At a party in Steve's honor, he catches gambler Ed Harris cheating him in a back room. In the ensuing struggle, Steve kills him, with Jenny the only eyewitness. The pair are unable to dispose of the body before it is found, and they are questioned by the police but not charged. The scandal forces Jenny to temporarily surrender her baby to a respectable couple who owe Steve a favor in order to prevent the forcible removal of the child by a children's welfare society with a court order.

After three years, Jenny tries to reclaim her son, but when he clings to the only mother whom he knows, she leaves him with his adoptive parents. Years later, Dan graduates from Stanford University, where he was a football star, and becomes an assistant district attorney. Jenny lovingly follows his progress while taking command of vice and bootlegging in the city.

When Dan runs for district attorney, his opponent is Tom Ford, a man who does Jenny's bidding. Against her best interests, she frames Ford so that Dan can win. When Steve tries to bribe Dan to free some of his men, Steve is arrested. Out on bail, Steve asks Jenny to blackmail Dan into dropping the charges, but she refuses to jeopardize her son's future. When Steve threatens to reveal that Jenny is Dan's real mother, she shoots and kills Steve at Dan's office.

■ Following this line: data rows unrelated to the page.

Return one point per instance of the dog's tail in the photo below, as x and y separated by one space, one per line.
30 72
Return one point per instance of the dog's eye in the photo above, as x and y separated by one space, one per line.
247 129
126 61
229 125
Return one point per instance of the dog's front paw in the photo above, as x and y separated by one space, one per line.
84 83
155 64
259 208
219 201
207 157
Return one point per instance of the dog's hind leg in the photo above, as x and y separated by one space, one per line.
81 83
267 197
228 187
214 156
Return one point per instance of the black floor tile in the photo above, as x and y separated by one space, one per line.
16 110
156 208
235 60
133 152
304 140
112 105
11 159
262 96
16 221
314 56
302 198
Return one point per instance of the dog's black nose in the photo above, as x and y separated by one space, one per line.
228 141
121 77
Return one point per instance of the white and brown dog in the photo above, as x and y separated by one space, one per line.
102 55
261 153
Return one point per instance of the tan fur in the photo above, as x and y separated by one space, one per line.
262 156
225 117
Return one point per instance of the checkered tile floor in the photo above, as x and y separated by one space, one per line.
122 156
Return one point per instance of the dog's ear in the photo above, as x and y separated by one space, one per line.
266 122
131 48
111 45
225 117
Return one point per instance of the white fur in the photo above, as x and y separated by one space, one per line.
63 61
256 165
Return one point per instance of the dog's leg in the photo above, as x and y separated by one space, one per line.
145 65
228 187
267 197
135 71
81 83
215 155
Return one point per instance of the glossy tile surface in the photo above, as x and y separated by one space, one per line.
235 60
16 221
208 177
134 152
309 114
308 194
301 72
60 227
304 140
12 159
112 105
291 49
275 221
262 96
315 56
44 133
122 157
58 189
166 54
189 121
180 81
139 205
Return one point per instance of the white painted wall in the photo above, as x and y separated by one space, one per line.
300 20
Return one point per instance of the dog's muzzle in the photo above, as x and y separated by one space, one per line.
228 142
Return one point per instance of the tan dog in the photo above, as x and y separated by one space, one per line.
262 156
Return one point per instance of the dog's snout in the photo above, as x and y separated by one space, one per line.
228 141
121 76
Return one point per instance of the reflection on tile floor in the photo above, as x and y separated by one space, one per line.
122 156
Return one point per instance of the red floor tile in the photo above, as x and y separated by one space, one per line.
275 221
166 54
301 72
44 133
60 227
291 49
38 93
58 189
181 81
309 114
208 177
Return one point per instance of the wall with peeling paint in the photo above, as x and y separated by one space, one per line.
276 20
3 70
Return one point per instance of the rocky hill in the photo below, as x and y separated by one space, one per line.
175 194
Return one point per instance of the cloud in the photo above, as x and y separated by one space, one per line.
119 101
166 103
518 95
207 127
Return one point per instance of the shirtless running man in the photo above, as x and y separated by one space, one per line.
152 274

Jenny is arrested and prosecuted by Dan. Refusing to defend herself, she is condemned to death by hanging. Amah pleads with her to tell Dan the truth in the hope that he can help her, but when he comes to see her, she remains silent. Jenny beseeches Amah never to reveal the truth to Dan.

With Jenny now dead, Amah throws Jenny's newspaper clippings following Dan's achievements into the fireplace.

== Production ==
The story rights were purchased by Warner Bros. (First National's parent company) in late August 1932. Originally produced under the title "Common Ground," filming began in early October 1932 and entered the editing room at the end of the month. It was reported to be one of several productions completed in three weeks of filming.

According to the pressbook, a replica of 1906 San Francisco was created at the First National studios, and the earthquake was replicated by using rollers and levers.

George Brent was originally slated to play Dan McAllister, but dropped out early into production to star in 42nd Street, being replaced by James Murray. Frisco Jenny was one of James Murray's first films after being sentenced to four months of hard labor and being released on parole, the press staged it as a comeback from his alcoholism and legal trouble.